Glad it wasn’t just me who made the same mistake! Even after just one 10-min session today (focusing on technique before doing the main lift) felt a ton better. I actually enjoyed it and felt like I got into a groove after a couple sets of 3’s. It has a nice activation effect as well before moving onto the main lift.

[quote]jbpick86 wrote:
Yeah, I don’t really them much myself anymore. The effect they provide just doesn’t seem to be worth the toll they take on the body. Most of my trap work comes from Power Clean (not very good at these and still going light to work on technique), SGHP’s, with the occasional high rep cable rope face pulls and upright rows.[/quote]

I plan to focus on SGHP technique for a month and then do the same thing with power cleans, so I could eventually incorporate the clean and push press. I have done them all before but not in a year or more so it’s kinda like baby steps at this point haha.

While I am nowhere close to mastering the SGHP, I did recently make a break-through on technique. I had been struggling to do 115lb (I know - baby weights) for the longest time. Then one day I started to feel the hip drive and all of a sudden the weight was light. I ramped to 150 in two sessions and I feel like I can go higher already (though I am forcing myself to make 5lb jumps). Again, I know that these are far from impressive pulls. I never felt bad after this move like you did - but on the flip side I really look forward to them now.

Cheers,
Needa

CT comments on the headache from snatch high pulls from another thread

[quote]concepthenry wrote:
ct comments on the headache from snatch high pulls from another thread

Thanks for pointing that out, I wish I had seen that thread a few weeks ago…

[quote]mstorm wrote:

[quote]usmccds423 wrote:
I’m glad you posted this. I am running into the same issue with the SGHP & Snatch. Hell I was trying to learn the Snatch and the SGHP at the same time…No wonder I’m such a pleasant person :)[/quote]

Glad it wasn’t just me who made the same mistake! Even after just one 10-min session today (focusing on technique before doing the main lift) felt a ton better. I actually enjoyed it and felt like I got into a groove after a couple sets of 3’s. It has a nice activation effect as well before moving onto the main lift. [/quote]

Did the same thing last night myself and felt much better.

[quote]Captain Needa wrote:
While I am nowhere close to mastering the SGHP, I did recently make a break-through on technique. I had been struggling to do 115lb (I know - baby weights) for the longest time. Then one day I started to feel the hip drive and all of a sudden the weight was light. I ramped to 150 in two sessions and I feel like I can go higher already (though I am forcing myself to make 5lb jumps). Again, I know that these are far from impressive pulls. I never felt bad after this move like you did - but on the flip side I really look forward to them now.

Cheers,
Needa[/quote]

I have to remember that SGHP is a partial movement, compared to the snatch or power snatch. I do full snatch singles until I have “good” form with at least 70% of my PR. Before SGHP layers. If I don’t start with full snatches, I struggle with my form and using my hips for the first few sets, and then I am thinking too much while I ramp. Now, I am using more weight for SGHP, but my full snatches are less than my bodyweight for activation sets.

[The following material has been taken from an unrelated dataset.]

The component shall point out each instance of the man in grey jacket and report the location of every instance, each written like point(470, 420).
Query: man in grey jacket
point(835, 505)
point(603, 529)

Just wanted to throw that out there for anybody needing a boost in their deadlift sessions (and as a thank you to CT of course)… I remember in one of CT’s SGHP threads he mentioned that it can potentiate the deadlift if performed first.

Well today was my first deadlift session using SGHP technique practice sets at the start (8x3 @ 60-70% which I’m doing at the start of every workout).

When I transitioned to the trap bar deadlifts, it was an incredible difference. The entire movement felt easy, weights were flying up. I went right past my previous PR by 22.5lbs. I stopped there even though I could’ve gone up another 15 lbs since it would’ve been more of a grinder. Couldn’t believe the difference.